Erkek şiddeti ile mücadele, toplumun her alanında süren eşitlik mücadelesinden, ifade ve örgütlenme özgürlüğünden bağımsız düşünülemez. Bu yıl kadın örgütlerine açılan kapatma davalarının yanı sıra 8 Mart Feminist Gece Yürüyüşü ve 25 Kasım Kadına Yönelik Şiddetle Uluslararası Mücadele Günü eylemlerinde toplanma ve örgütlenme özgürlüğümüzün kısıtlandığı bir yıl oldu. Türkiye’de erkek şiddeti ile mücadele, 1987’de düzenlenen Dayağa Karşı Dayanışma eylemi ile başladı. Kamusal alanda taleplerimizi dile getirmek temel bir anayasal hak olmanın yanı sıra, kadınların maruz kaldıkları ayrımcılığa karşı söz üretmesi ve mücadele etmesi için en önemli araçlardan biri. Bu hakkımızdan ve hayatın her alanında sürdürdüğümüz mücadeleden vazgeçmeyeceğiz.
Bu yıl dayanışma merkezinde ve sığınakta kadınlarla kurduğumuz dayanışmayla ve yürüttüğümüz izleme ve farkındalık çalışmalarıyla erkek şiddetine karşı feminist mücadelemizi sürdürdük.
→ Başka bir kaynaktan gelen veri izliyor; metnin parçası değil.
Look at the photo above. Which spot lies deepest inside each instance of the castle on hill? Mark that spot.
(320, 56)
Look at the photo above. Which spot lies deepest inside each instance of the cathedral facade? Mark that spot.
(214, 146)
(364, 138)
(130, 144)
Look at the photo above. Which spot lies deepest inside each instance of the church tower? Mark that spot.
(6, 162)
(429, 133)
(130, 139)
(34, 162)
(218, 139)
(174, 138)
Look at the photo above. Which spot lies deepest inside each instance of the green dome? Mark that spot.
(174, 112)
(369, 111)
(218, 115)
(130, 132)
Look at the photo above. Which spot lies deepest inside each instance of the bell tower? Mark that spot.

Okuyacağınız raporda, dayanışmamızda tanık olduklarımız ve edindiğimiz deneyimin yanı sıra mücadele yöntemlerimize dair kapsamlı bilgi ve analizi de bulabilirsiniz.
Her yıl olduğu gibi bu yıl da çalışmamızı Mor Çatı gönüllüleri ve dostlarının dayanışması mümkün kıldı. Kadından yana yaklaşımla çalışma iradesi ve pratiği gösteren kurum ve çalışanlar sayesinde toplumsal dönüşümü birlikte yaratıyoruz. Türkiye’de erkek şiddeti ile mücadeledeki kazanımlarımızı ve raporda tarif etmeye çalıştığımız zorlu koşullarda mücadelemizi mümkün kılan ise feminist hareket oldu. Türkiye’de her yıl daha da kalabalıklaşarak büyüyen feminist hareketin parçası olmanın verdiği güçle çalışmalarımıza devam edeceğiz. Raporumuzun Türkiye’de kadına yönelik şiddetle mücadele katkı sunmasını diliyoruz.